Pub Date : 2024-06-13DOI: 10.1186/s13550-024-01114-5
Richard Aarnio, Anna Kirjavainen, Johan Rajander, Sarita Forsback, Kari Kalliokoski, Pirjo Nuutila, Zvonko Milicevic, Tamer Coskun, Axel Haupt, Iina Laitinen, Merja Haaparanta-Solin
Background: Fatty acid uptake can be measured using PET and 14-(R,S)-[18F]fluoro-6-thia-heptadecanoic acid ([18F]FTHA). However, the relatively rapid rate of [18F]FTHA metabolism significantly affects kinetic modeling of tissue uptake. Thus, there is a need for accurate chromatographic methods to analyze the unmetabolized [18F]FTHA (parent fraction). Here we present a new radiometabolite analysis (RMA) method, with comparison to a previous method for parent fraction analysis, and its use in a test-retest clinical study under fasting and postprandial conditions. We developed a new thin-layer chromatography (TLC) RMA method for analysis of [18F]FTHA parent fraction and its radiometabolites from plasma, by testing stationary phases and eluent combinations. Next, we analyzed [18F]FTHA, its radiometabolites, and plasma radioactivity from subjects participating in a clinical study. A total of 17 obese or overweight participants were dosed with [18F]FTHA twice under fasting, and twice under postprandial conditions and plasma samples were obtained between 14 min (mean of first sample) and 72 min (mean of last sample) post-injection. Aliquots of 70 plasma samples were analyzed using both methods, enabling head-to-head comparisons. We performed test-retest and group comparisons of the parent fraction and plasma radioactivity.
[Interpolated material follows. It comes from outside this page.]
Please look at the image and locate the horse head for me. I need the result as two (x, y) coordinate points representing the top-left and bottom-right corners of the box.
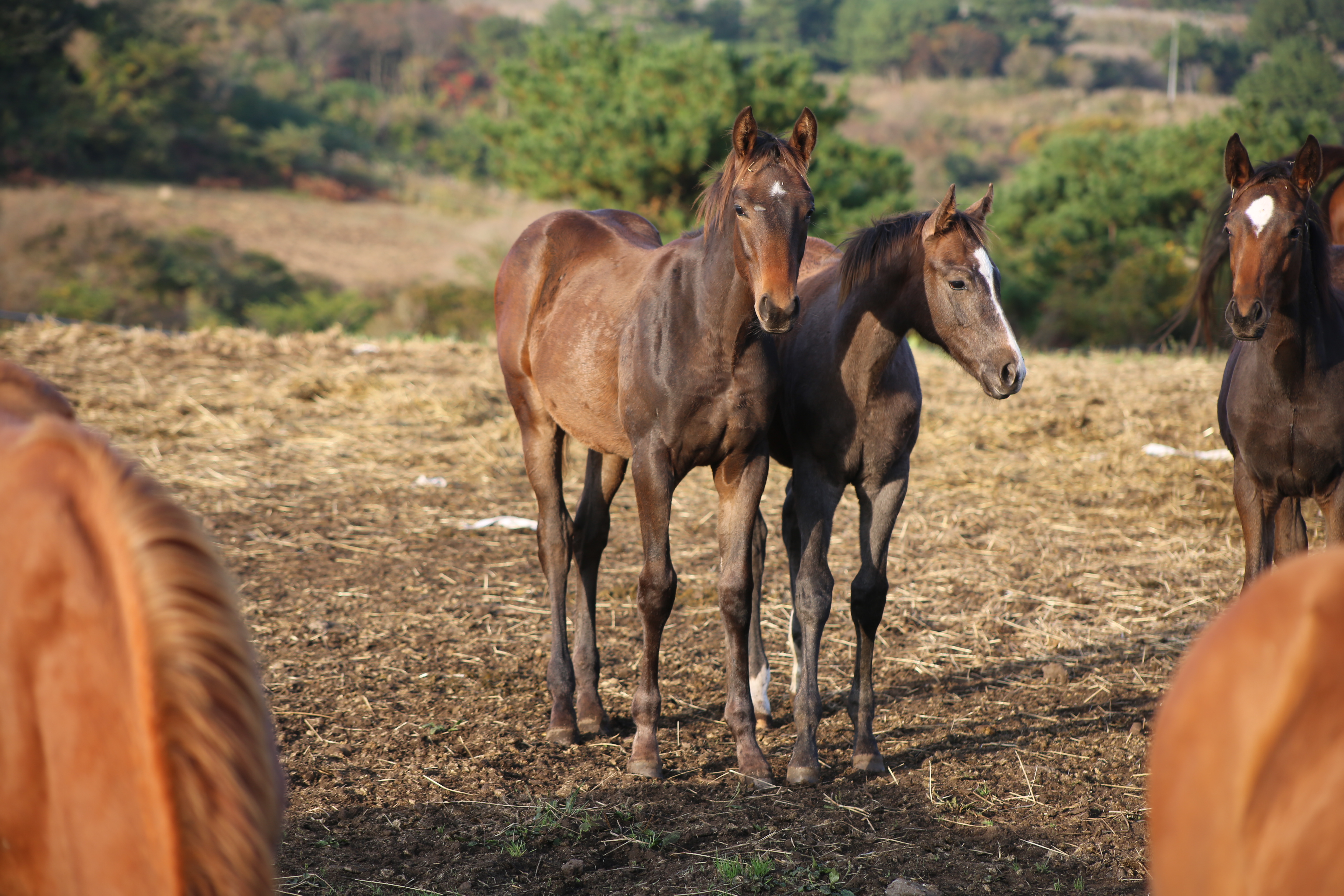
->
(921, 184), (1027, 398)
(708, 106), (817, 333)
(1223, 134), (1321, 341)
Results: The new TLC method separated seven [18F]FTHA radiometabolite peaks, while the previous method separated three. The new method revealed at least one radiometabolite that was not previously separable from [18F]FTHA. From the plasma samples, the mean parent fraction value was on average 7.2 percentage points lower with the new method, compared to the previous method. Repeated [18F]FTHA investigations on the same subject revealed reproducible plasma SUV and parent fractions, with different kinetics between the fasted and postprandial conditions.
Conclusions: The newly developed improved radio-TLC method for [18F]FTHA RMA enables accurate parent fraction correction, which is required to obtain quantitative data for modelling [18F]FTHA PET data. Our test-retest study of fasted and postprandial conditions showed robust reproducibility, and revealed clear differences in the [18F]FTHA metabolic rate under different study settings.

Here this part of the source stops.